A 11 anni Malala scriveva già un blog, sotto pseudonimo, per il sito della TV inglese BBC. Lo usava per denunciare il divieto di andare a scuola imposto nel 2009 dai talebani alle bambine e alle ragazze della valle di Swat, nel nord del Pakistan. A 15 subisce l’attentato sul bus che la porta a scuola. A 16 parla all’ONU. Non molla. I talebani giurano che prima o poi la metteranno a tacere per sempre. Dice Malala: «Realizziamo l’importanza della nostra voce quando ci mettono a tacere. Abbiamo realizzato l’importanza delle penne e dei libri quando abbiamo visto i fucili (…). Gli estremisti hanno paura dei libri e delle penne. Il potere dell’istruzione li spaventa. Hanno paura delle donne e del potere della loro voce (…). Prendiamo in mano le nostre penne e i nostri libri. Sono più potenti delle armi…».

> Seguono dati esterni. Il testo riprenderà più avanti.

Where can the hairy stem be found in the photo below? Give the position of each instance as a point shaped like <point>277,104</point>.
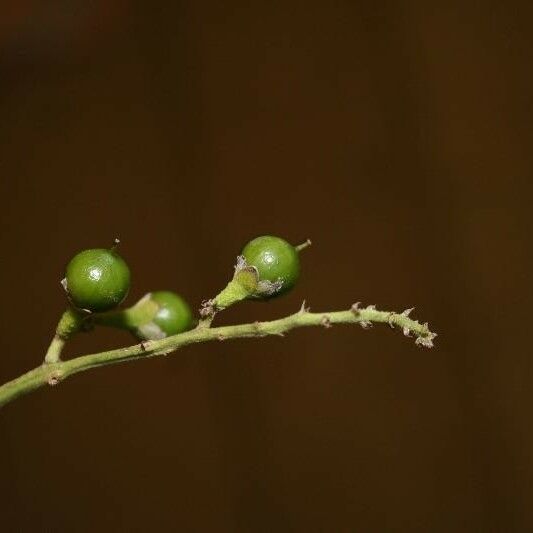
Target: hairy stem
<point>52,373</point>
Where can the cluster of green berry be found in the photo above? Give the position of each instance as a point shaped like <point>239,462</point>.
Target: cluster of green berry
<point>98,280</point>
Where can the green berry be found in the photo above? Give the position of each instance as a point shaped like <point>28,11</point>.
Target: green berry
<point>277,264</point>
<point>97,280</point>
<point>173,315</point>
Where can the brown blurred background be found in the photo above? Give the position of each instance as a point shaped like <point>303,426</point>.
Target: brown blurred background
<point>398,137</point>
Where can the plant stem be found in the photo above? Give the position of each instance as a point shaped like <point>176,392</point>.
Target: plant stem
<point>69,323</point>
<point>53,372</point>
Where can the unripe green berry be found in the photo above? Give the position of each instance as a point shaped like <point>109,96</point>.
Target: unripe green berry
<point>173,315</point>
<point>97,280</point>
<point>277,264</point>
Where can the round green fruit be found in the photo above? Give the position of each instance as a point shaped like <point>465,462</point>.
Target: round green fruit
<point>276,261</point>
<point>97,280</point>
<point>173,315</point>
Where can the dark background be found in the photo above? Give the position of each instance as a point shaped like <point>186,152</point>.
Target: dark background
<point>396,135</point>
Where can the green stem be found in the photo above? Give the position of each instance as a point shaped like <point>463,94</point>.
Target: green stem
<point>55,372</point>
<point>131,318</point>
<point>69,323</point>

Perché in Occidente, e in Italia in particolare, culla di una cultura unica nel mondo, c’è invece questa crescente negligenza, se non franco disprezzo, nei confronti dell’istruzione? Certo, la scuola ha conosciuto un degrado sconfortante, con qualche isola felice, dovuta a insegnanti appassionati che amano educare al conoscere e al sapere, nonostante contesti scoraggianti. Tuttavia è la famiglia che oggi ha il ruolo più importante, persino più di ieri, proprio perché la scuola sta perdendo la sua capacità di dare un’istruzione che superi le barriere di origine sociale. Ieri era in grado di farlo, oggi non più. Lo vedo già in bambini piccolissimi: la precocità e qualità del linguaggio, la correttezza dei suoni, la proprietà e varietà di parole dipendono dai dialoghi ascoltati in famiglia. Questa qualità aumenta nettamente quando i genitori, o altre persone significative, leggono ai bambini fiabe e racconti fin da piccoli. La lettura non è surrogabile parcheggiando i bambini a guardare i cartoon per ore, anzi. La lettura affettuosa e dedicata di un adulto dà un premio di emozione, di tenerezza, di dedizione, che avvolge di calore il rito del leggere insieme, e scrive nella mente del piccolo che leggere è una cosa bellissima e apre mondi meravigliosi.
Io spero e prego che le forze del male non riescano a prevalere e a zittire Malala, questa ragazzina coraggiosissima che, a rischio della propria vita, testimonia e ci ricorda quanto siano preziosi e imperdibili il piacere dell’istruzione e la sua potenza trasformativa.